Yadira Soto-Feliciano, PhD

Yadira Soto-Feliciano

Howard S. (1953) and Linda B. Stern Career Development Professor

Assistant Professor of Biology

 

Contact Information

Yadira Soto-Feliciano

76-561B

(617) 253-3026

ADMINISTRATIVE SUPPORT

Paul A. Thompson

(617) 258-0480

Research Areas

Precision medicine

Our laboratory is studying the molecular functions of the DNA-histone complex called chromatin and its dysregulation in cancer. By combining approaches in genetics, biochemistry and mouse models, we aim to dissect how alterations in chromatin and epigenetic factors endow cancer cells with the ability to rewire gene expression programs to quickly adapt to cell-intrinsic and extrinsic changes.

Research Summary

Chromatin - the physiological form of our genomes - is composed of DNA and histone proteins. Post-translational modifications of these building-blocks, and the factors that regulate these events, play essential roles in maintaining the integrity of cells, tissues, and ultimately whole organisms. Large-scale sequencing efforts have uncovered that chromatin and epigenetic regulators are broadly altered in human diseases, such as cancer. How these factors work and how they contribute to cancer are important questions that remain unanswered. 

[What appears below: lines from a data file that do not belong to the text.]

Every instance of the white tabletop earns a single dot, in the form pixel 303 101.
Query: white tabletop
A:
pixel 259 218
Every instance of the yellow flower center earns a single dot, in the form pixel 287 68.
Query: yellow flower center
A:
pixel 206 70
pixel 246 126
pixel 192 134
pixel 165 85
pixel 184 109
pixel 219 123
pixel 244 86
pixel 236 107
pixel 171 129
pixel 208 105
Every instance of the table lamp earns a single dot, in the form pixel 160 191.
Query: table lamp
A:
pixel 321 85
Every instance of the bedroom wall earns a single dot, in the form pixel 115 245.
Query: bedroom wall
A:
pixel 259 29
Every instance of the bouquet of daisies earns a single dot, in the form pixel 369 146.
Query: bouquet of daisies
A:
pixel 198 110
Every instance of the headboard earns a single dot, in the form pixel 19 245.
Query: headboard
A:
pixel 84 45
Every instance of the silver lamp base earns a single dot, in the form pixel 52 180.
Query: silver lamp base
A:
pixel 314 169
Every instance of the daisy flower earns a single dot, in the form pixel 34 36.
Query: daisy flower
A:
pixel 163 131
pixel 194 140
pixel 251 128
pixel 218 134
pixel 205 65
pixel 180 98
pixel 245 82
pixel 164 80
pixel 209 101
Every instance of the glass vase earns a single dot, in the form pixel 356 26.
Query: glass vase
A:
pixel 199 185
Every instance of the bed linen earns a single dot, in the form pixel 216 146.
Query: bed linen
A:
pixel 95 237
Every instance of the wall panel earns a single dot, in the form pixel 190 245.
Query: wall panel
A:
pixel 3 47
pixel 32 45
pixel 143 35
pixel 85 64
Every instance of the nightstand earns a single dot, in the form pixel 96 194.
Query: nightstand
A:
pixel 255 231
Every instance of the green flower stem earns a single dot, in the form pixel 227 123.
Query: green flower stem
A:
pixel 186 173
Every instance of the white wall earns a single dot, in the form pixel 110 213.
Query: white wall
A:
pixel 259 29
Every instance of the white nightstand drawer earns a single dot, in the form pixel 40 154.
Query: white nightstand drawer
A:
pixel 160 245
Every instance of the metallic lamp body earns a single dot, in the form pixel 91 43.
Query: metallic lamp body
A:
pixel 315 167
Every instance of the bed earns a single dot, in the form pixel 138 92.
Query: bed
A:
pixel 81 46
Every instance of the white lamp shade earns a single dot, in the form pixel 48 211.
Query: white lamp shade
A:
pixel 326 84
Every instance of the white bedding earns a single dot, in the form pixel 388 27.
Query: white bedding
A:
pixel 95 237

The long-term goal of the Soto-Feliciano lab is to dissect how chromatin and epigenetic factors help decode the chemical language of our epigenomes, their context-specific effects, and how they regulate gene expression in normal physiology and disease. Current interest in the lab include: (1) Determining how chromatin and epigenetic factors achieve locus-specific targeting and regulation; (2) understanding how these factors elicit critical context-specific functions in gene expression and cancer; and (3) dissecting the biological impact of cancer-associated mutations on chromatin and epigenetic factors on gene expression; and 4) leveraging these insights for therapeutic benefit of cancer patients.

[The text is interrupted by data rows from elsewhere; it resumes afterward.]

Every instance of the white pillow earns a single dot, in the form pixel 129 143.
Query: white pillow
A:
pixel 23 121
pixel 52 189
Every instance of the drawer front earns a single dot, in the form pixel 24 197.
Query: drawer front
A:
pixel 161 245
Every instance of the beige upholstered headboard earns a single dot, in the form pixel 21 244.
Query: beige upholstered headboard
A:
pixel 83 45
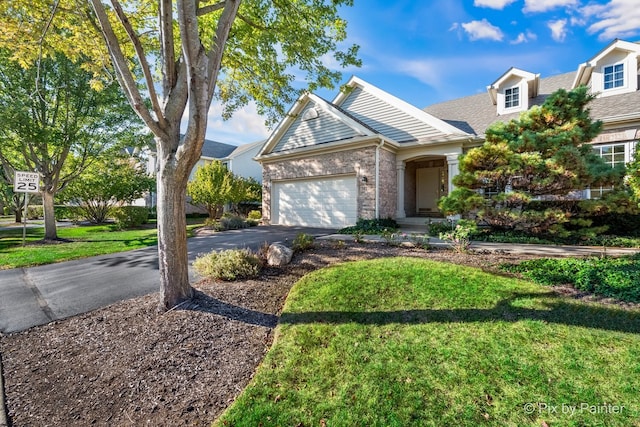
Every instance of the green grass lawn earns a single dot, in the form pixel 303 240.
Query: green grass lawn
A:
pixel 402 341
pixel 87 240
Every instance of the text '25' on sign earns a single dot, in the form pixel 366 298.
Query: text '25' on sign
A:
pixel 26 182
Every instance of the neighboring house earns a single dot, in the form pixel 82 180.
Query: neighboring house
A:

With these studies, we seek to improve our basic understanding of how protein complexes assemble on chromatin in a concerted and regulated manner, ultimately giving insight into the etiology of cancer and other human diseases and paving the way for therapeutic approaches that revert chromatin and epigenetic dysregulation.
 

Biography

Yadira Soto-Feliciano is a Howard S. (1953) and Linda B. Stern Career Development Professor at MIT. She received a BS in Chemistry from the University of Puerto Rico at Mayagüez in 2008. She received a PhD in Biology from MIT in 2016. She conducted her doctoral work in the laboratory of Prof. Michael T. Hemann at the Koch Institute/MIT, where she combined mouse models of leukemia with in vivo functional genomics approaches to study mechanisms of cell identity and lineage plasticity. These studies, along with mounting evidence pointing to epigenetic alterations as a central mechanism behind human diseases like cancer, led her to pursue formal postdoctoral training in chromatin biology and epigenetic mechanisms. Prof. Soto-Feliciano completed her postdoctoral training at the Rockefeller University in the laboratory of Dr. David Allis in 2021. During this period, she was supported by a Damon Runyon-Sohn Pediatric Cancer Fellowship and subsequently received an NIH/NIGMS K99/R00 award. Her postdoctoral work combined cancer biology and functional genomics with traditional chromatin biology and biochemistry, to understand the role of chromatin adaptor/scaffold proteins in cancer. She joined the MIT faculty in 2022 as an assistant professor in the Department of Biology and a member of the Koch Institute.  Prof. Soto-Feliciano is the recipient of the 2022 V Foundation Award and the 2023 AACR Gertrude B. Elion Cancer Research Award. She is a scientific advisor for Scaffold Therapeutics.